Read Rage of the Mountain Man Online
Authors: William W. Johnstone
Smoke Jensen jammed hard knuckles into the ribcage of his attacker. The longshoreman grunted and gave a twist of his hook that tore the Peacemaker out of Smoke’s right hand. Although everyone agreed that there was no backdown in Smoke Jensen, he did make a tactical retreat to regain balance and fill his hand with his other sixgun. Incorrectly sensing weakness, the hard-faced dock worker pushed his slim advantage.
A bad mistake, he soon learned, when the tip of his weapon snagged the front of Smoke Jensen’s coat and bit on through to the shirt. An instant later, fire literally blasted into his gut as Smoke triggered another shot. Hot gases, burning flecks of powder, and of course a 240-grain lead slug blew through the hole that had been made in his belly. A vicious yank downward on the hook ripped apart Smoke’s clothing and left a thin red line on his chest.
It turned out to be the final act of a dying man. His eyes rolled up and the stevedore gave a terrible shudder, then fell into Smoke’s arms. Lacking any sympathy for the would-be murderer, and intent on maintaining a whole skin, Smoke dropped him at once. He turned to find the others attacking Oliver Johnson.
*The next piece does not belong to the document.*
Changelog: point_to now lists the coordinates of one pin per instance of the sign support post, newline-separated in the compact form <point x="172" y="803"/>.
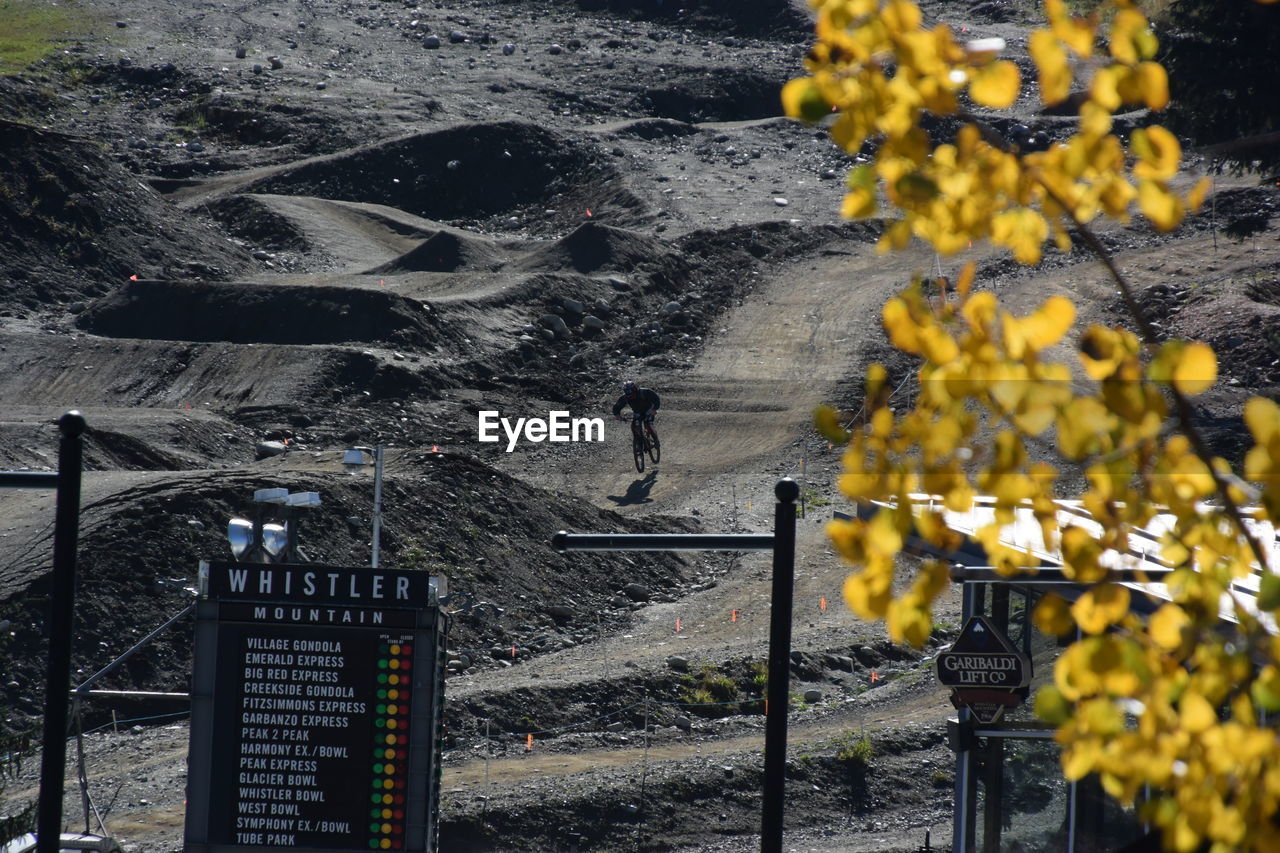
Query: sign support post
<point x="782" y="542"/>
“Behind you, Ollie,” Smoke barked, as he raised the Colt into action again.
Oliver Johnson did something Smoke Jensen would never have imagined could work: he raised his gun arm and bent it backward over his shoulder. The small .38 barked loudly and a hole appeared under the nose of his assailant. Smoke’s .45 blasted a fraction of a second later.
His bullet found a home in tender flesh, which ended the career of a budding dockside thug. “Thanks, I needed that,” Oliver Johnson called out cheerily.
His jovial manner, coupled with Smoke Jensen’s deadly efficiency, put the survivors to flight. Smoke started at once for the door to the warehouse. “If Sally is here, we’ll find her,” he promised. He didn’t even notice the missing Seamas O’Boyle.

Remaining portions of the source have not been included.